1. The rise of open source foundations

Fifteen years into the movement, it's clear that no single form of open source governance is ideal. While many successful open source projects share characteristics in the abstract, every approach has its pitfalls and every community faces governance challenges. That stated, two themes summarize the recurring strengths of today's most successful open source projects.

First, while they may appear to be democracies, almost all are not. In nearly every case, the right to have a binding voice in determining outcomes -- by voting or as part of a formal consensus -- is granted to a limited number of community participants on the basis of merit associated with contribution of some kind. This results in a strong, relatively stable core leadership comprising the most favored leaders.

If the project is truly open, anyone can become a recognized contributor if they demonstrate merit, but in the end, "open, meritocratic oligarchy" is more apt than "democracy" in describing the way many open source communities operate: led by a stable group of recognized leaders, whose actions have demonstrated fitness to lead, yet who remain replaceable at any time should others prove more suitable. This characteristic has been clear throughout the history of open source.

A second common theme has become a trend in the past few years.
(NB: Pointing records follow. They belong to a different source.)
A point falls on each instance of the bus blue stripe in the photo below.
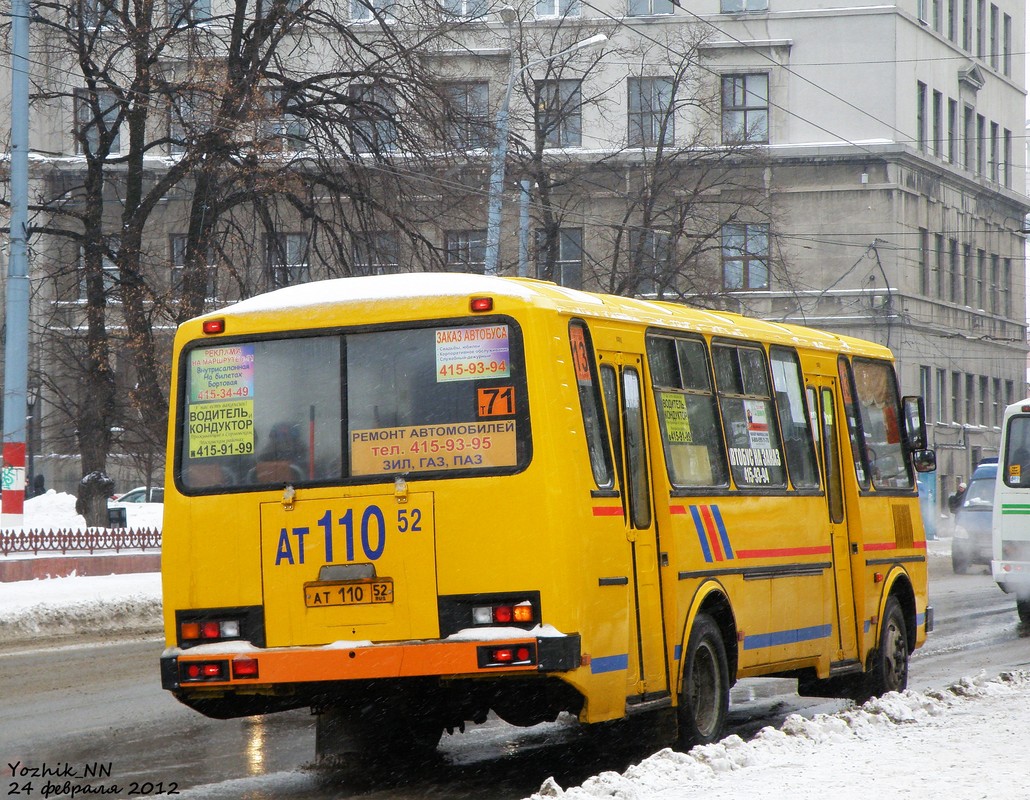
(792, 636)
(726, 547)
(610, 663)
(701, 534)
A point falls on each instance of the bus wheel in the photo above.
(705, 696)
(890, 667)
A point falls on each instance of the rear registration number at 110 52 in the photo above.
(348, 592)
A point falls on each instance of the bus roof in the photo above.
(320, 303)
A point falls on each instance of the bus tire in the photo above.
(889, 670)
(705, 694)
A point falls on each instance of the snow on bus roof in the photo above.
(409, 285)
(417, 285)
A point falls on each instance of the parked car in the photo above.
(971, 537)
(137, 508)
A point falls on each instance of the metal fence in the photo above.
(77, 541)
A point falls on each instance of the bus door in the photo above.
(830, 432)
(622, 384)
As corporate engagement in open source has become stronger, projects have realized their common ground needs a place of its own, resulting in the rise of independent legal entities that act as containers for open source communities.

Usually labeled "foundations" regardless of their actual legal form, these nonprofit legal entities offer multiple benefits, including:

  • A host for managing fiscal and other shared resources such as trademarks and shared copyrights
  • An employer for staff serving the community and project
  • A guarantor and enabler for governance
  • An infrastructure provider
  • A liability firewall for community participants

These benefits individually reassure different parts of the community, but having them collected into an independent nonprofit frees participants from being unduly concerned about aspects that don't relate to them directly. Consequently, forming a foundation is usually noncontroversial because everyone can see a benefit.